POLİTİKA - 24 Nisan 2024 Çarşamba 18:15

Cumhurbaşkanı Erdoğan: "Savunma sanayiinde karşılaştığımız kısıtlamaları gündemimizden çıkaralım istiyoruz"

A
A
A
Cumhurbaşkanı Erdoğan: "Savunma sanayiinde karşılaştığımız kısıtlamaları gündemimizden çıkaralım istiyoruz"

Cumhurbaşkanı Recep Tayyip Erdoğan, "Almanya ile savunma sanayiinde karşılaştığımız kısıtlamaları artık gündemimizden tamamen çıkartalım istiyoruz. Engelleri değil bundan sonra ortak üretimi konuşacağımızı umuyorum" dedi.

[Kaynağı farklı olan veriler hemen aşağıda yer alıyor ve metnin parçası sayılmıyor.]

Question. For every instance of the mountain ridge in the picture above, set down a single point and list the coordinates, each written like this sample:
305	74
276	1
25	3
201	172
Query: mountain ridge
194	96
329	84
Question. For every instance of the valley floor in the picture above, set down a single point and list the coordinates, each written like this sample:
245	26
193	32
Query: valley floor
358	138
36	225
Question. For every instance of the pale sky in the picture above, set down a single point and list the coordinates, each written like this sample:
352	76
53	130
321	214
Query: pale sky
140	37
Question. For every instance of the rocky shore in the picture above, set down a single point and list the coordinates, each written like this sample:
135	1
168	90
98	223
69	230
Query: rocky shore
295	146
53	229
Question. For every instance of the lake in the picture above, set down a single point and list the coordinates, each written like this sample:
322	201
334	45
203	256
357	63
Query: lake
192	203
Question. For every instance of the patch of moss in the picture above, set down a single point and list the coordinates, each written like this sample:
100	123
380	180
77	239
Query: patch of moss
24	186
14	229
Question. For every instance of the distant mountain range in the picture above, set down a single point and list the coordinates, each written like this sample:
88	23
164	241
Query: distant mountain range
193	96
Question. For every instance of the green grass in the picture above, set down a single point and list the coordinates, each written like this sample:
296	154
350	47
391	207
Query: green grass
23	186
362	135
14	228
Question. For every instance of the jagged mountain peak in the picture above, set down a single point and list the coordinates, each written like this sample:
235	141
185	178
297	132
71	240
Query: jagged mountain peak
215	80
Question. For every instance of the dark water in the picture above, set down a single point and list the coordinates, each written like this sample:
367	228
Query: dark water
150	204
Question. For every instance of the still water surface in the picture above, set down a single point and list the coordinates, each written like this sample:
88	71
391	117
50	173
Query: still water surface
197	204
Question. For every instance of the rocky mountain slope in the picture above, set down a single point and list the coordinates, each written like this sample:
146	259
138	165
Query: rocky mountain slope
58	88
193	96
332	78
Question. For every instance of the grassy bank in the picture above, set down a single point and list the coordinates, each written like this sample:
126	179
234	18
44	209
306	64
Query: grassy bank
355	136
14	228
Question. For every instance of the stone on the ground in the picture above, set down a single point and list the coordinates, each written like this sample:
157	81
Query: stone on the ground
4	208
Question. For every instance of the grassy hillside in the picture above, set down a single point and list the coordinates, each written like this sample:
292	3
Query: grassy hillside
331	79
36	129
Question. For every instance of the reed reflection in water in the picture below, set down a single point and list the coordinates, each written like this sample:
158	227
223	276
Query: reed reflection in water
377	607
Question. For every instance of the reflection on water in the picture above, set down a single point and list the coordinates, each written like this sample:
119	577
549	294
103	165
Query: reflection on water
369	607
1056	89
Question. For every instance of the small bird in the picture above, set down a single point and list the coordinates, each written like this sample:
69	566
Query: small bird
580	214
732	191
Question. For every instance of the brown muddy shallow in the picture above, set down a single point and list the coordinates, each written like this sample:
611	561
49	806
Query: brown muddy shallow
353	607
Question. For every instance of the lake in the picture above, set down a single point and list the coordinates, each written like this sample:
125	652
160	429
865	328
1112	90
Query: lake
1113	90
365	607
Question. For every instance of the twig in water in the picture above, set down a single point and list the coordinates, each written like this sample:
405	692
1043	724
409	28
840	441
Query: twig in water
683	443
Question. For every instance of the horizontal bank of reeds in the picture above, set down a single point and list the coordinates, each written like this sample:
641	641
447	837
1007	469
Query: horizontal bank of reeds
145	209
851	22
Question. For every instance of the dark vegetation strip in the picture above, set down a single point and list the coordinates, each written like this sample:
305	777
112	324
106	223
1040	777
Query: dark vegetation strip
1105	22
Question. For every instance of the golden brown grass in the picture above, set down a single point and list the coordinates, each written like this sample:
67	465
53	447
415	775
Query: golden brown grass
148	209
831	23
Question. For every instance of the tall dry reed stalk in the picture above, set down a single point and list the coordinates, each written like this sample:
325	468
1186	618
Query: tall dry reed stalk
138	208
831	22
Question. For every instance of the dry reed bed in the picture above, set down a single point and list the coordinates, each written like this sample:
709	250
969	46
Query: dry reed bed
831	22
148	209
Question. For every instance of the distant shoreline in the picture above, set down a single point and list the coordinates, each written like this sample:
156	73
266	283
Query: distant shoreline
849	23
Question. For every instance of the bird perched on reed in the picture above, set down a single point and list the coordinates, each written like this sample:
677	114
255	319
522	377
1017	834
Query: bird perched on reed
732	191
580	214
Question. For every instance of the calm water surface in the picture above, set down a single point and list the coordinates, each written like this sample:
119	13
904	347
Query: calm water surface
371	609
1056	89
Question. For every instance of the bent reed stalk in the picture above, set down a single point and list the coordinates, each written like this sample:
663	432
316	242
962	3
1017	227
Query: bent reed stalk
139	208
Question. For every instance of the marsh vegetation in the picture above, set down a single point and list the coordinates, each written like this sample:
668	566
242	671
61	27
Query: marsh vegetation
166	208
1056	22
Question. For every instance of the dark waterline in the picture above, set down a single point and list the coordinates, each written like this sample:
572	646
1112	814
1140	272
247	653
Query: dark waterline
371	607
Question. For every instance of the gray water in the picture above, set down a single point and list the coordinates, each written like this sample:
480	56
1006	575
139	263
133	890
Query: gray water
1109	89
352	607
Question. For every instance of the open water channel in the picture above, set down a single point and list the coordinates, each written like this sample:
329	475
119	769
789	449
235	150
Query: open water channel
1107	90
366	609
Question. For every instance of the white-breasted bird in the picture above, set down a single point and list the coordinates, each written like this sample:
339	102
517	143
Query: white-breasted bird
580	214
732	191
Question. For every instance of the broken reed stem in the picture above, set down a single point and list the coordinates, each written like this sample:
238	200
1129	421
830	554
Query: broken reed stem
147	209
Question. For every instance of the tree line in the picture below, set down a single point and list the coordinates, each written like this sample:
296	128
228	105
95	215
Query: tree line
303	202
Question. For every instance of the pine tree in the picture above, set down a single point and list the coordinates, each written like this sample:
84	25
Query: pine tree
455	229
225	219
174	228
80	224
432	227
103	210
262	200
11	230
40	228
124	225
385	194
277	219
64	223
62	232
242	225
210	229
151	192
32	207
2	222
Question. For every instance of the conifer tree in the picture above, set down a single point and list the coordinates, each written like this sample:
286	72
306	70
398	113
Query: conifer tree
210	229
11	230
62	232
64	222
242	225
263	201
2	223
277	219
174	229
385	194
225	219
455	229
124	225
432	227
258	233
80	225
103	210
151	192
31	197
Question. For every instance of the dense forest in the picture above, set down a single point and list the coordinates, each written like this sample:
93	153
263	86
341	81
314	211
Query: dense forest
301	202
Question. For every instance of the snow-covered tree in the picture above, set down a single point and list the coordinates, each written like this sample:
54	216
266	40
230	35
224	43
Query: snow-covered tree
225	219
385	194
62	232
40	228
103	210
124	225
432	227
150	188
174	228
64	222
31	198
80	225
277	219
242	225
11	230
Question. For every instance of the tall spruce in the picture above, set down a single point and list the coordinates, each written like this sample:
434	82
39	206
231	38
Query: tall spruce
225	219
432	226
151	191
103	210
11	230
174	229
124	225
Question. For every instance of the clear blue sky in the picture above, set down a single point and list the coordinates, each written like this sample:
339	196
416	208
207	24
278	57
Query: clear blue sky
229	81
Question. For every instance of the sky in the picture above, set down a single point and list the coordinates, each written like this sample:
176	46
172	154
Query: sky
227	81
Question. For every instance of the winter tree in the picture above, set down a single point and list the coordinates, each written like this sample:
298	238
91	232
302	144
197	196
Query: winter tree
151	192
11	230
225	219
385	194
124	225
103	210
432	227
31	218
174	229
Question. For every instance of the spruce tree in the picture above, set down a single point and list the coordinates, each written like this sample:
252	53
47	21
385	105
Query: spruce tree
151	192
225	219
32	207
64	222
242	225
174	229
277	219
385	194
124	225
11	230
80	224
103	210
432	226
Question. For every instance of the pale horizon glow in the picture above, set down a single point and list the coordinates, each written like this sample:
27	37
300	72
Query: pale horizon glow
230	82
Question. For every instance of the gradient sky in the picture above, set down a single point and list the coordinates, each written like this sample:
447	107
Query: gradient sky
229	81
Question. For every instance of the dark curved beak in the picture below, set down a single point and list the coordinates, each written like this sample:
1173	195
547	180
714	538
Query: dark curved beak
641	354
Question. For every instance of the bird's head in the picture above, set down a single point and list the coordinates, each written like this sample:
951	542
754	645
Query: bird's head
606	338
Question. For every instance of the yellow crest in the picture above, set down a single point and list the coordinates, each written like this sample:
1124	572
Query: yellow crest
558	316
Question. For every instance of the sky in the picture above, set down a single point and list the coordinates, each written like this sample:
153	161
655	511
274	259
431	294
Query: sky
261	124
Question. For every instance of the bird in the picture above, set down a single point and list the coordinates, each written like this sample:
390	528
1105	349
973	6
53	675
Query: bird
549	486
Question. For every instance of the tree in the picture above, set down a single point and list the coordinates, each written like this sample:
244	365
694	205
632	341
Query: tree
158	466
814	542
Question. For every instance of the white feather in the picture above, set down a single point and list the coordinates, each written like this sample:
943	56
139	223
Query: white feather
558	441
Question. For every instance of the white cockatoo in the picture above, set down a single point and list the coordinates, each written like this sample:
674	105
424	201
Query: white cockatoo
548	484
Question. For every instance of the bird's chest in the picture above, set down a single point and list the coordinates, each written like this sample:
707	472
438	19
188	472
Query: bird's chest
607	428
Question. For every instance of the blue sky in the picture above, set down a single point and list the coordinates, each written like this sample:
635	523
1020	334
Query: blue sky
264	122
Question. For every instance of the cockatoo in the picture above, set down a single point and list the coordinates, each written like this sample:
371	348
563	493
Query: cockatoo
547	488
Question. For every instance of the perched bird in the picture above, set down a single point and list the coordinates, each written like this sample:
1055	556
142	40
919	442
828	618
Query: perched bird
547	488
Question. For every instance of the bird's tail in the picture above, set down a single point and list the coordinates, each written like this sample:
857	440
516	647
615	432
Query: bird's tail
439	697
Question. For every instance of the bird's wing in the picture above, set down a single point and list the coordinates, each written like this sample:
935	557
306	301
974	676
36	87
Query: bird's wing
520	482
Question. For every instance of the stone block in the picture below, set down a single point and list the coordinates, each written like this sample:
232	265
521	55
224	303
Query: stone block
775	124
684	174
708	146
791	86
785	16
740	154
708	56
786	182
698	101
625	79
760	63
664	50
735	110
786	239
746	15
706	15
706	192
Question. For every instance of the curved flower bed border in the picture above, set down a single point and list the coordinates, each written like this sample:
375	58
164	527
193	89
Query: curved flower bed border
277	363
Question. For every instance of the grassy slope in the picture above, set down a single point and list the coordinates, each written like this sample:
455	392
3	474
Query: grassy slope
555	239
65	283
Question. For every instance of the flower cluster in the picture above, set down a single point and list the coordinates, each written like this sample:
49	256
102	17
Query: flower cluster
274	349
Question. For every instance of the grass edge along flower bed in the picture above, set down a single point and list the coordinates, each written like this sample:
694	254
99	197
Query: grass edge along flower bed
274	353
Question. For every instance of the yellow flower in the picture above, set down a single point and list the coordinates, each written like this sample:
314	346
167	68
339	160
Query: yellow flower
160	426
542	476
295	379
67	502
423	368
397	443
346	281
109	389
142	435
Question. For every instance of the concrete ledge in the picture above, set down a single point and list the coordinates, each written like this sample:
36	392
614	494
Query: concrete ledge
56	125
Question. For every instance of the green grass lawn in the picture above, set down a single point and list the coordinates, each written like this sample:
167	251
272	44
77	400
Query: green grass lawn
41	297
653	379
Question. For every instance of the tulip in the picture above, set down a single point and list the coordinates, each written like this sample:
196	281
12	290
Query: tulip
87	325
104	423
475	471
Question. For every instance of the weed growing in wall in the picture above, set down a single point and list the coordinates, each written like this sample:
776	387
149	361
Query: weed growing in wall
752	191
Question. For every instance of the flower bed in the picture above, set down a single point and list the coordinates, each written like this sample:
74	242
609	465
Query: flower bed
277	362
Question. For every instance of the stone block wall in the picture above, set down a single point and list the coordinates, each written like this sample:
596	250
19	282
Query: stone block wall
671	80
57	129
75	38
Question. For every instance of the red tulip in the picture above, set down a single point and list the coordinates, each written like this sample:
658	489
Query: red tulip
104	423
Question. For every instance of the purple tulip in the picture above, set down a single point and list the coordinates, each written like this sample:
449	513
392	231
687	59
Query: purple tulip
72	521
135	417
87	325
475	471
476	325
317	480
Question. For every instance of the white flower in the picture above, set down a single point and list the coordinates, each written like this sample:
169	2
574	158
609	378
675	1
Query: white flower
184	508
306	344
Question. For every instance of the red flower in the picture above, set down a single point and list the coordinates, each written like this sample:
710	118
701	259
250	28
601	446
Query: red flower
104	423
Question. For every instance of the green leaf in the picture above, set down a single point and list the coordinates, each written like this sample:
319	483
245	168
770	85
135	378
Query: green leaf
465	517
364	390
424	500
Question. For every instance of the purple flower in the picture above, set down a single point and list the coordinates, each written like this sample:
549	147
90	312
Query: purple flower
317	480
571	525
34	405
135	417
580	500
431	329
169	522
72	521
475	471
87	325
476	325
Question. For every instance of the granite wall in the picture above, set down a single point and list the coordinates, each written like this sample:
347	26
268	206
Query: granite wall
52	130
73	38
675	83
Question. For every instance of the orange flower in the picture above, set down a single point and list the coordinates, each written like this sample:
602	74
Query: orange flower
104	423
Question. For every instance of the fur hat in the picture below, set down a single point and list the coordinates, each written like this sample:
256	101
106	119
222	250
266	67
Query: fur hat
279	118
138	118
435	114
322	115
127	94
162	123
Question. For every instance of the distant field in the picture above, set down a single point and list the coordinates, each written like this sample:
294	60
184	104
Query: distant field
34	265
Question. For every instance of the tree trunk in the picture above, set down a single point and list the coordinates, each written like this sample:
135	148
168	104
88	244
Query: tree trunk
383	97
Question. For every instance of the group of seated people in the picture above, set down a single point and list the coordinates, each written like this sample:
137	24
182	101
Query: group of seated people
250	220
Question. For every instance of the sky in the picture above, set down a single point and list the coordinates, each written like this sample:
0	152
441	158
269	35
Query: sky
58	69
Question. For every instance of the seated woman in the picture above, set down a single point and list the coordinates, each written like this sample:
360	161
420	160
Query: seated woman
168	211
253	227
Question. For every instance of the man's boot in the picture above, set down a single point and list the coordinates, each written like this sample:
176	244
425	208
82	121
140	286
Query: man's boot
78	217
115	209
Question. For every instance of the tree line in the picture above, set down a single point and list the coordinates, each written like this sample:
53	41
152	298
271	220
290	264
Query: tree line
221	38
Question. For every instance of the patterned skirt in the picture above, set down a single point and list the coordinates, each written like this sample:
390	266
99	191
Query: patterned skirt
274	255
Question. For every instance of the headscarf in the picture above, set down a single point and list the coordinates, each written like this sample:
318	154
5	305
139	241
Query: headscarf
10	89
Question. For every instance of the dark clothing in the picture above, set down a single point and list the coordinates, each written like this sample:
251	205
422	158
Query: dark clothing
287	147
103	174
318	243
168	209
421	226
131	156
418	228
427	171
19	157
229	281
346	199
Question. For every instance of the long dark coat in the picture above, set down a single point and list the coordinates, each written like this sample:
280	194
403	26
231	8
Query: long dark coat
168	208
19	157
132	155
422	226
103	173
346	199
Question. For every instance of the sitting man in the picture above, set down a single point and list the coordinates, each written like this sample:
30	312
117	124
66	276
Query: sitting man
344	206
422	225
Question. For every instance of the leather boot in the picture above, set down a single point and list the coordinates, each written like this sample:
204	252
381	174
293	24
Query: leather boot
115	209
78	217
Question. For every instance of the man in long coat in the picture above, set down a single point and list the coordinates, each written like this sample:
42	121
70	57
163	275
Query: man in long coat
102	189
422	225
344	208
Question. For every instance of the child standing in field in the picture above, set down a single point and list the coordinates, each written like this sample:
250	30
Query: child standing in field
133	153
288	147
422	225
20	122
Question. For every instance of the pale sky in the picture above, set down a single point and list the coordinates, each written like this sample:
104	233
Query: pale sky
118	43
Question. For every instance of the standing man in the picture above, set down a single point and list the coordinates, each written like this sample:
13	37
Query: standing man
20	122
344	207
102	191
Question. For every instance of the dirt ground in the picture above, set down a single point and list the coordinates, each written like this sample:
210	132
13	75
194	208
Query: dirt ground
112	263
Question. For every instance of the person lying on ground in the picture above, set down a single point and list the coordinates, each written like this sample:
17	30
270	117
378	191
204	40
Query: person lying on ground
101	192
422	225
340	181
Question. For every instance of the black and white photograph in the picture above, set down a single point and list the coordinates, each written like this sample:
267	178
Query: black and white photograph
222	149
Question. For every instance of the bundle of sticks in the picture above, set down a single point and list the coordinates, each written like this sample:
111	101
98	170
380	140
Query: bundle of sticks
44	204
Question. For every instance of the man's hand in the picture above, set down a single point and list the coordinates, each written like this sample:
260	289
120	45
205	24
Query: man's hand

Cumhurbaşkanı Recep Tayyip Erdoğan, Almanya Cumhurbaşkanı Frank Walter Steinmeier ile ortak basın toplantısında konuştu. Türkiye’yi ve Türkleri yakından tanıyan Sayın Steinmeier’in İçişleri Bakanlığı döneminde Türkiye’yi birçok kez ziyaret ettiğini belirten Cumhurbaşkanı Erdoğan, "Ancak bugünkü ziyareti cumhurbaşkanı olarak ülkemize yaptığı ilk ziyaret olması ve Türkiye-Almanya arasındaki dostluk anlaşmasının 100. yılının tekabül etmesi bakımından ayrıca değerli bir ziyaret konumuzdur” dedi.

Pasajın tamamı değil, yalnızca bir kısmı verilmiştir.